In recent years, the ‘white saviour performance ’ is widespread in the Western art world, with recovering inclusion and involving socialisation at the centre of the curatorial agenda. Furthermore, as the audience, has our yearning for sincerity and interaction so embedded within Western society characterised our defiance towards the authoritarian artistic elite? Does this then perpetuate the curator’s ongoing quest to platform fugitive voices? If so, do these artists become spokespeople, ventriloquising the voices of art institutions’ diversity and community engagement concerns?

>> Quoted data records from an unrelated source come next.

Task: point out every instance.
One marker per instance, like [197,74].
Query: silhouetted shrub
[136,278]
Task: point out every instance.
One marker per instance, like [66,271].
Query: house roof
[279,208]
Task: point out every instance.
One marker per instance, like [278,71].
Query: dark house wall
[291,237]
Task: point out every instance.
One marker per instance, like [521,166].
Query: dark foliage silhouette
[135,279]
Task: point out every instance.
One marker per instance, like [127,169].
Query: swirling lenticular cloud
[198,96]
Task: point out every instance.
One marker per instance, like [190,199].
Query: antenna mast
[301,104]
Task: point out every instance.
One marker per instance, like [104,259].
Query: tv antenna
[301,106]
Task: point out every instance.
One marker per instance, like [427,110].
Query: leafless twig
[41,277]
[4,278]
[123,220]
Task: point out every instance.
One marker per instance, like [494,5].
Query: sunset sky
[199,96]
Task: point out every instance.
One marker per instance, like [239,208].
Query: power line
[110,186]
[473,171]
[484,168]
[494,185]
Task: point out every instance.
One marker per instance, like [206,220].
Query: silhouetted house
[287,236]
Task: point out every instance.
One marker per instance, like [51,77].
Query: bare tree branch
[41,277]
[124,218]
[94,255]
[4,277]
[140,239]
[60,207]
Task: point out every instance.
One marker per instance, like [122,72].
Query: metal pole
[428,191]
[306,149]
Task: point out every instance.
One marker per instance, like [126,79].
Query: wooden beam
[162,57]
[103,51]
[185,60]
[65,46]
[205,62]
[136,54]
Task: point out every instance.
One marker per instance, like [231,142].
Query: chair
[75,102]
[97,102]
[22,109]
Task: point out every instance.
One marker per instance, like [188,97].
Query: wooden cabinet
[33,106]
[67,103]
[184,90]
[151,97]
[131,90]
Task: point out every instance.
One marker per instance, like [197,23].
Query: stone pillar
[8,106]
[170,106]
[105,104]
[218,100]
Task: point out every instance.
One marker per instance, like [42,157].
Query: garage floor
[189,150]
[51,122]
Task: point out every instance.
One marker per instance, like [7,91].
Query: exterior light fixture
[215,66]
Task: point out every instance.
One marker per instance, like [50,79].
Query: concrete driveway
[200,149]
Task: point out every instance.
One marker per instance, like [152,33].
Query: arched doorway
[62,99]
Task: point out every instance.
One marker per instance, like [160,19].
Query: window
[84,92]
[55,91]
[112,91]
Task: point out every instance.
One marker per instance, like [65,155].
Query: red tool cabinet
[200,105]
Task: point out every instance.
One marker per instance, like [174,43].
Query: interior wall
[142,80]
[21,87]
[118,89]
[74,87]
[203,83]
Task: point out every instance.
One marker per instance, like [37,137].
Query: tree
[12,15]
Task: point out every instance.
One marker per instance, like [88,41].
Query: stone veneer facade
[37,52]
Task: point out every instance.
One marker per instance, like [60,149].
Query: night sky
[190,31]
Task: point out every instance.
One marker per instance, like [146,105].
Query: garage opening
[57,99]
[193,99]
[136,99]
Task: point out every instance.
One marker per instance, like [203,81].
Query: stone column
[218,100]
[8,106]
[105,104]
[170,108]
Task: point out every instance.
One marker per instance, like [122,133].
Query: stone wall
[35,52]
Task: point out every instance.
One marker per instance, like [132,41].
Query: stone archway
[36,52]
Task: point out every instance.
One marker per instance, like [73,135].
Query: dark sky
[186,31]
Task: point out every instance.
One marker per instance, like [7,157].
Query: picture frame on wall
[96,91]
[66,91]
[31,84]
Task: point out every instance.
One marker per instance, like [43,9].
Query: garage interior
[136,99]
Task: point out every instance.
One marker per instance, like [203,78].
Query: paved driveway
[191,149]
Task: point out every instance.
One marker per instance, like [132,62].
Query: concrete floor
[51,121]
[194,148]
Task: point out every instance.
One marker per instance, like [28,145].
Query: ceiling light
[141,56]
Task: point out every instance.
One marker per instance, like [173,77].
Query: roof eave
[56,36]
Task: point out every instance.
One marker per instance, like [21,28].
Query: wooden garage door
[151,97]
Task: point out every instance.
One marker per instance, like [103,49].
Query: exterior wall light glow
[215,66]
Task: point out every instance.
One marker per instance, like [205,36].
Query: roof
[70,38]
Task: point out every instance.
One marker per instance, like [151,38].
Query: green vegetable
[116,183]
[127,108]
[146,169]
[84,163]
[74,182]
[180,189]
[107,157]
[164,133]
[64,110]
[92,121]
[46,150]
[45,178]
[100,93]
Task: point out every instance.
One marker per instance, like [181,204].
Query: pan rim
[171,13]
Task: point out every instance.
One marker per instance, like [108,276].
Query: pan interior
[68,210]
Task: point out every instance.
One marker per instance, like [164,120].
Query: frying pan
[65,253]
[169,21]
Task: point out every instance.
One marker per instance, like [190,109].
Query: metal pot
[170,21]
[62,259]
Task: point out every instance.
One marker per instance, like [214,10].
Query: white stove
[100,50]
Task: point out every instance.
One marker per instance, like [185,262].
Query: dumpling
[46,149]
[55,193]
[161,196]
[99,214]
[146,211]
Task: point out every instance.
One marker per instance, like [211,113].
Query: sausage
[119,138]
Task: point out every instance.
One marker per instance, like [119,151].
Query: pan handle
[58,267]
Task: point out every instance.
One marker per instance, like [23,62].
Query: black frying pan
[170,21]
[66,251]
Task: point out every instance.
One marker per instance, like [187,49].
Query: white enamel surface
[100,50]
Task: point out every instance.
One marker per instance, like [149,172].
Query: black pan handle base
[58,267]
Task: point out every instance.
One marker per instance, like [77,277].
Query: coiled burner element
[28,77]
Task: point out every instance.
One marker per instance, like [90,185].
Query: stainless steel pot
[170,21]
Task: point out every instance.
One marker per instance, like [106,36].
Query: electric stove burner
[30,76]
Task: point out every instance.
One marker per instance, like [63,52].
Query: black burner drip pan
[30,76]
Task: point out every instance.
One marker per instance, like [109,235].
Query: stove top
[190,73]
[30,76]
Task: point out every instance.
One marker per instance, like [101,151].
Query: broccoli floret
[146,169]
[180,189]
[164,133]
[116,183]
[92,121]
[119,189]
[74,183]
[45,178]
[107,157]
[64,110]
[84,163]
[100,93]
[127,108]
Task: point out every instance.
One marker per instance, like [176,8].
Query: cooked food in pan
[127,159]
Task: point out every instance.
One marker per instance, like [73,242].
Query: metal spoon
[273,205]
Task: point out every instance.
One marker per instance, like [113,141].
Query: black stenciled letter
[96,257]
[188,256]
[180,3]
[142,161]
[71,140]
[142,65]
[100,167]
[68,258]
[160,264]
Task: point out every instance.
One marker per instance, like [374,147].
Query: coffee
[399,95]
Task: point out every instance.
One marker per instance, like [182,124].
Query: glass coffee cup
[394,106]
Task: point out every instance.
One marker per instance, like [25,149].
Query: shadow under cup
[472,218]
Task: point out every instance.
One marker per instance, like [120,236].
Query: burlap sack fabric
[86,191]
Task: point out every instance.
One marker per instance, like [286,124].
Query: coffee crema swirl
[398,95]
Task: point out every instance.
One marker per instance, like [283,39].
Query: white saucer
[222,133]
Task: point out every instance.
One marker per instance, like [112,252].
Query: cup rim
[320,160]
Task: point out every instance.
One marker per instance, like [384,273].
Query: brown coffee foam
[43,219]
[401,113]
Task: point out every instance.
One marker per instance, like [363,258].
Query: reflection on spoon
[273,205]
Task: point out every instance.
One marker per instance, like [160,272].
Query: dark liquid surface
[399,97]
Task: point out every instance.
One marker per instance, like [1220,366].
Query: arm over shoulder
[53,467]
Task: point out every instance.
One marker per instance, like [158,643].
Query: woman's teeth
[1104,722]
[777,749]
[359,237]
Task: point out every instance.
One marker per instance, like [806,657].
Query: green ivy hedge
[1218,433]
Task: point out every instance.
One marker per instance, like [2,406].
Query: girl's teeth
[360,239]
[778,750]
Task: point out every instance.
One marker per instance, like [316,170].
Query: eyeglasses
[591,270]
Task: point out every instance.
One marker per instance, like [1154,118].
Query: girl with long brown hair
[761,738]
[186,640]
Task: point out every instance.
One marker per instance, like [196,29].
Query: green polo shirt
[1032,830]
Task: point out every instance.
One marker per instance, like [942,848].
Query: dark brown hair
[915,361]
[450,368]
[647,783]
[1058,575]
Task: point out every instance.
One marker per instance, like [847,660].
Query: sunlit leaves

Zahedi is highly aware of this ‘socialisation’ trend, but rather than rejecting the art world, he treats this encounter as he would any other… The artist negotiates his terms and proposes convivial antagonism as a way to re-navigate the audience. ‘You don’t have to smear shit on the walls to challenge the audience’, he states. During the Q&A he talks at length about acting diplomatically when approaching gallery commissions. ‘Working with curators is about being curious’, he highlights, ‘from both sides’. Conversation is what allows fugitivity to penetrate the art world: from religious prayers of “the other” echoing through Victorian corridors, to co-opting champagne socialism and spiking hipsters with cheerful sobriety, to fragrant ritual-washing of untouched, sleek institutional surfaces, to whispering signage escorting the prying eyes of visitors out of the gallery. Abbas Zahedi’s oblique and wayward disengaging of the participants in his neo-diasporic work is what leaves a lasting impression of sincerity.

[EXIT ART WORLD?]

As art institutions become ‘hosts’ for social interaction on a mission of inclusion, the future of ‘Relational Aesthetics’ and the authenticity of ‘fugitive’ practitioners is certainly in question—what’s next for the future generation of artists and communicators who seek to engage? Zahedi cautions against the pitfalls of Neo-Orientalism that would over-romanticise his voice and remove it from its core concerns: the set up, the audience and the tone of voice. As a final recommendation, he shared with us an essay from an artist Coco Fusco, “We Need New Institutions, Not New Art”. This writing poses the statement that equity and intercommunication won’t be solved by programming new events: “If progress is desired, we need to look back and make sure not to repeat history, not try to invent something new”. With art institutions seeking to re-appropriate, re-engage and de-colonise, does it make sense for the neo-diaspora to lead a reverse-crusade, mapping out spaces against the Y axis of the canon? Or would it make more sense for the fugitive to flee, to drift, to disengage—find their escape off the charted territories of the art world?